Of course, the Seahawks and Wilson can work this out and thanks to a $39 million dead cap hit, they're going to have at least a year to do so, as the signal caller won't be playing anywhere but Seattle in 2021. But just as Wilson has a right to protect himself, so too does the franchise. If he is engaging in a chicken dance, Seattle needs to be prepared for life without him.
But this presents an even larger problem for Seattle, who does not have a starting quality quarterback on its roster behind Wilson. While any future trade involving Wilson is likely to include high draft picks and potentially a stop-gap quarterback (the Matthew Stafford trade serving as an outline), coach Pete Carroll is knocking on the door of retirement and he won't be looking to spend his final three years in Seattle partaking in a massive rebuild.
By some stroke of luck, the 2021 free agent class is actually loaded with some quality insurance policies. Names like Andy Dalton, Jameis Winston, Tyrod Taylor, Jacoby Brissett, Cam Newton, Joe Flacco, and CJ Beathard are amongst those available. Using the Marcus Mariota signing as an outline, handing one of these quarterbacks a two-year contract could be wise for the Seahawks.
But herein lies another problem. Seattle has limited cap space and many other holes to fill. How can Seattle give Brissett a two-year contract at $6 million per year and still fill the holes at guard, center, running back, wide receiver, defensive line, and corner? Especially when they currently have just $2-$4 million in space to work with.
The Seahawks have a right to protect themselves if things continue down this road with Wilson. And with the path Wilson is headed down this week, he may finally force Schneider's hands to either commit to a serious backup or use one of his precious few draft picks on a signal caller to develop for the future.

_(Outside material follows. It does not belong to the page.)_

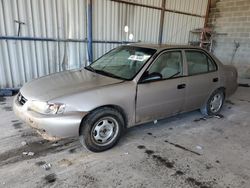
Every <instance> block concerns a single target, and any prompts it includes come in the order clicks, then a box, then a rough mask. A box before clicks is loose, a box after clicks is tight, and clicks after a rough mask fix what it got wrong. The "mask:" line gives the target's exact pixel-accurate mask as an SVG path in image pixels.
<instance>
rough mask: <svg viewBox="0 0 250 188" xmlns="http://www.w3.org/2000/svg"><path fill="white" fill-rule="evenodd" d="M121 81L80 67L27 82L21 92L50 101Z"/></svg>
mask: <svg viewBox="0 0 250 188" xmlns="http://www.w3.org/2000/svg"><path fill="white" fill-rule="evenodd" d="M120 82H123V81H122V80H119V79H115V78H111V77H107V76H103V75H100V74H97V73H93V72H91V71H88V70H86V69H80V70H74V71H64V72H60V73H55V74H51V75H49V76H44V77H41V78H38V79H36V80H33V81H31V82H28V83H26V84H25V85H24V86H23V87H22V88H21V90H20V92H21V94H22V95H23V96H24V97H25V98H27V99H28V100H40V101H49V100H52V99H55V98H58V97H62V96H66V95H70V94H74V93H78V92H84V91H86V90H91V89H96V88H99V87H103V86H106V85H110V84H116V83H120Z"/></svg>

In his attempts to force Seattle to bend to his will, Wilson may have inadvertently forced Schneider to spend the money earmarked for improvement on Wilson's replacement. If anything, this week should serve as a reality check for Seattle. Wilson won't be around forever and Seattle's disregard to developing a backup quarterback could bite them.
For now, this is just smoke and again, there's time to fix things. But if Wilson and the Seahawks continue down this track, the only questions will be where he will be playing next and who will ultimately replace him under center.